Malaysia’s Luxury Property Market Fast Approaching Steady Recovery

 

Malaysia’s luxury property market shows solid potential to rebound in 2010, and is likely to be one of the first and fastest to recover from the global economic downturn. This sector is expected to thrive, with a steady climb in launch and resale prices, and is fast emerging as a highly lucrative option for foreign property investors.

A World Bank report had highlighted positive findings on Malaysia’s economic health in November 2009 – it was declared to be emerging from the economic slump, and will return to moderately high growth in 2010. Forecasts had held Malaysia’s gross domestic product at a decline of 2.3 percent at the end of 2009, before growing 4.1 percent in 2010.

The economic expansion is expected to spur demand for commercial and residential property, including the luxury sector, resulting in an increase in rental accommodation and prices.
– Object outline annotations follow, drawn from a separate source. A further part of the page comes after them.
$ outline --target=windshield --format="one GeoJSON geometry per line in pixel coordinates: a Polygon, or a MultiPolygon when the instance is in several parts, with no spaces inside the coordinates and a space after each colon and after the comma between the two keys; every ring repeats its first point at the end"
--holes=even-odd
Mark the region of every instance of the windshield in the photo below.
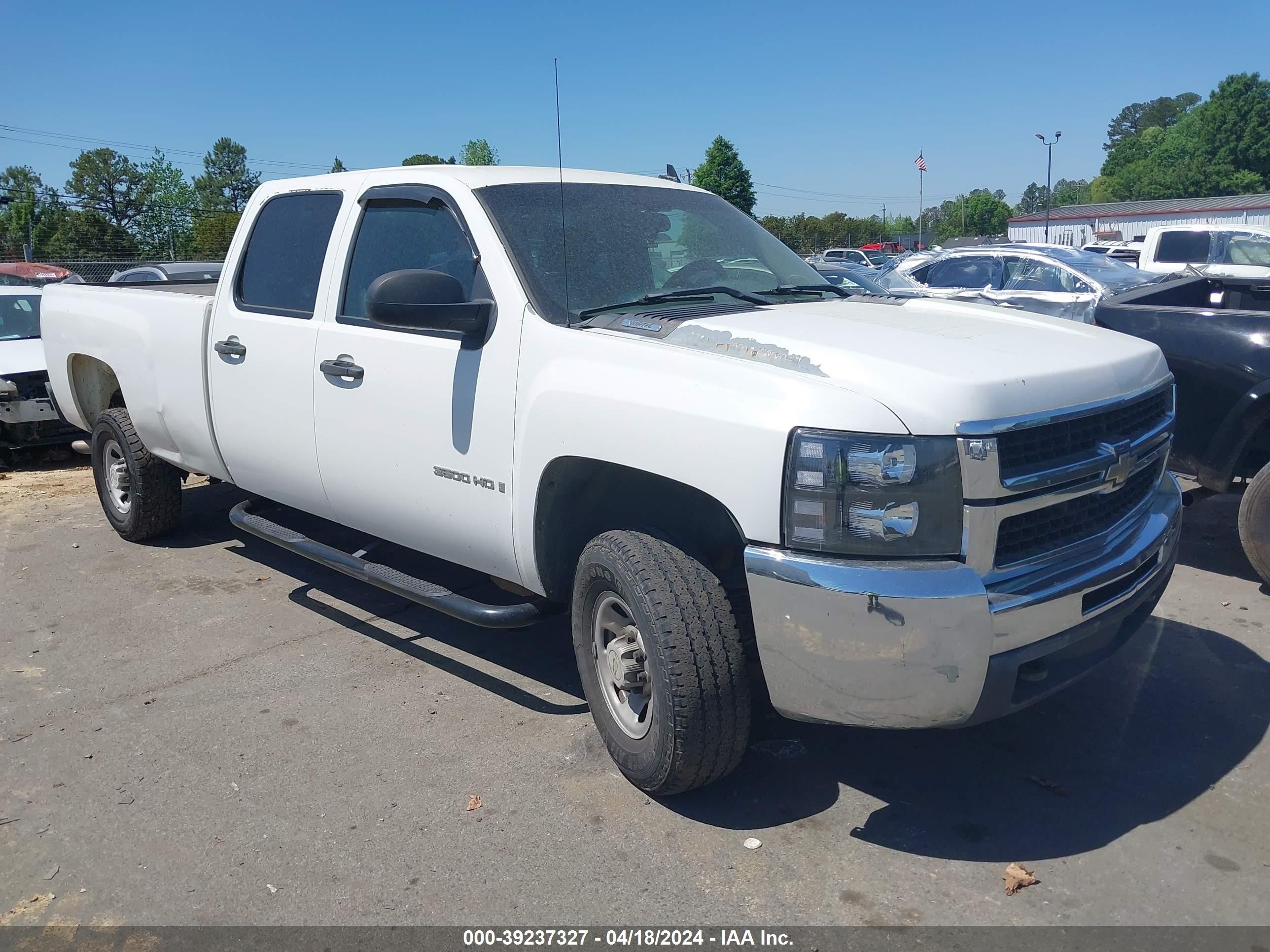
{"type": "MultiPolygon", "coordinates": [[[[535,310],[555,324],[575,322],[583,311],[692,288],[762,294],[782,286],[810,286],[824,287],[826,297],[838,296],[812,265],[718,195],[657,185],[566,182],[563,188],[564,246],[559,183],[476,192],[535,310]]],[[[800,300],[809,296],[773,294],[771,303],[800,300]]]]}
{"type": "Polygon", "coordinates": [[[39,336],[39,296],[0,294],[0,340],[39,336]]]}
{"type": "Polygon", "coordinates": [[[1270,265],[1270,237],[1243,231],[1232,232],[1226,240],[1226,253],[1218,264],[1270,265]]]}

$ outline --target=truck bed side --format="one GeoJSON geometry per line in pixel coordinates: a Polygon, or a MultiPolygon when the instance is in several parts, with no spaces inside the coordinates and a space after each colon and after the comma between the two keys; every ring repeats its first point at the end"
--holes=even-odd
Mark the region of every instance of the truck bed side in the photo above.
{"type": "Polygon", "coordinates": [[[213,298],[193,289],[50,286],[41,320],[48,378],[76,426],[91,429],[104,409],[122,402],[151,453],[227,480],[203,357],[213,298]]]}

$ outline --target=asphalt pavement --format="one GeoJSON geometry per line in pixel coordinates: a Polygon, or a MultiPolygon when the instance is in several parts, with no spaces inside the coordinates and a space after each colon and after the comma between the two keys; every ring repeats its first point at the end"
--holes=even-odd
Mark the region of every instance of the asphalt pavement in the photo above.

In the wake of its economy recovery, Malaysia will continue to reinforce its appeal as an attractive destination for work and living, leading to rocketing demand in the luxury sectors, which allows foreign purchase.

This market surge will also be strengthened by the government’s new Malaysia My 2nd Home initiatives, encouraging more foreigners to retire and live in Malaysia. Malaysian banks are also reported to be in good health, ensuring that credit will be available to meet the growing take-up rate of property.

Malaysia’s luxury sector provides strategic investment opportunities, as its prices are a fraction of the cost of similar properties in the US and UK, and are still below peak compared with the region. In addition, with the value of its local currency pegged below the Euro, Dollar, and Sterling Pound, foreign investors enjoy the benefits of getting more worth for their money.
Its favourable status is further boosted with a whole host of other perks including a favourable tax regime.

High-end developments, especially in Kuala Lumpur, have proven to be highly desirable to foreign investors, as they feature premium facilities and quality finishing, with top line design that combines practicality, usability, and luxury touches. They are also located in prime locations, guaranteeing strong capital appreciation and rental yields of around 8 – 10 % for long term investors.

Despite the sluggish performance of global property markets, demand for Malaysia’s luxury market will pick up and continue to grow at a steady pace in 2010, as it catches the attention of affluent and shrewd foreign investors seeking to park their investments elsewhere.